Save Mount Diablo is not opposed to all growth. Pittsburg has thousands of housing units already approved but not yet built, including units at Seeno’s San Marco, Sky Ranch II, Montreux, and Tuscany Meadows projects and now including Faria. A smaller or more compact Faria project could easily protect the beautiful ridge, expand the new regional park onto the Pittsburg side, and provide easy public access for Pittsburg residents.
According to Pittsburg’s Current Project Pipeline List, there are currently 5,853 housing units approved or under construction, 88 percent of them by Seeno’s Discovery Builders (5,141 housing units). Those units represent approximately 60,000 new car trips per day that will soon impact local roads and Highway 4, Save Mount Diablo claims.
According to Clement, “Throughout the East Bay, residents have worked hard to protect our ridges and views, and to defend our parks. Pittsburg residents deserve the same protections and quality of life.”

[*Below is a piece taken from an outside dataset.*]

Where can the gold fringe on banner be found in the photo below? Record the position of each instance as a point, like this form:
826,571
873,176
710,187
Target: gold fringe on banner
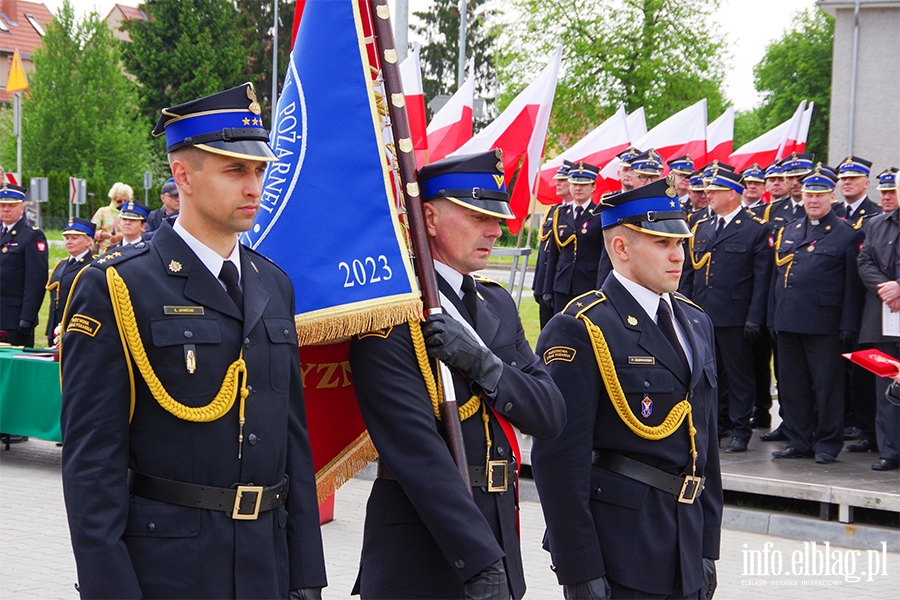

Developer’s Attorney Responds
In response, Discovery Builders’ attorney, Kristina Lawson, Managing Partner of Hanson Bridgett issued the following statement:
“The City of Pittsburg, as the lead agency, and the City’s environmental consultant have performed a comprehensive and extensive analysis of potential impacts of this project. Their work was thorough and well done. Following that analysis, planning and engineering staff at the City recommended approval of this project; the Pittsburg Planning Commission recommended approval of this project; and the City Council voted unanimously to approve this project.
Furthermore, Pittsburg voters approved this land to become part of the City of Pittsburg, and to be developed with much needed housing, consistent with the City’s General Plan which has long provided for this land to be developed for housing.
My client knows that the City Manager, City employees and City-appointed and elected officials all have the best interests of the City in mind and agrees with the many staff recommendations and City approvals for the project. Given the City and their consultant diligently analyzed potential impacts of this project, my client is not concerned with this poorly drafted and baseless lawsuit filed solely for the purpose of delay.”
Allen Payton contributed to this report.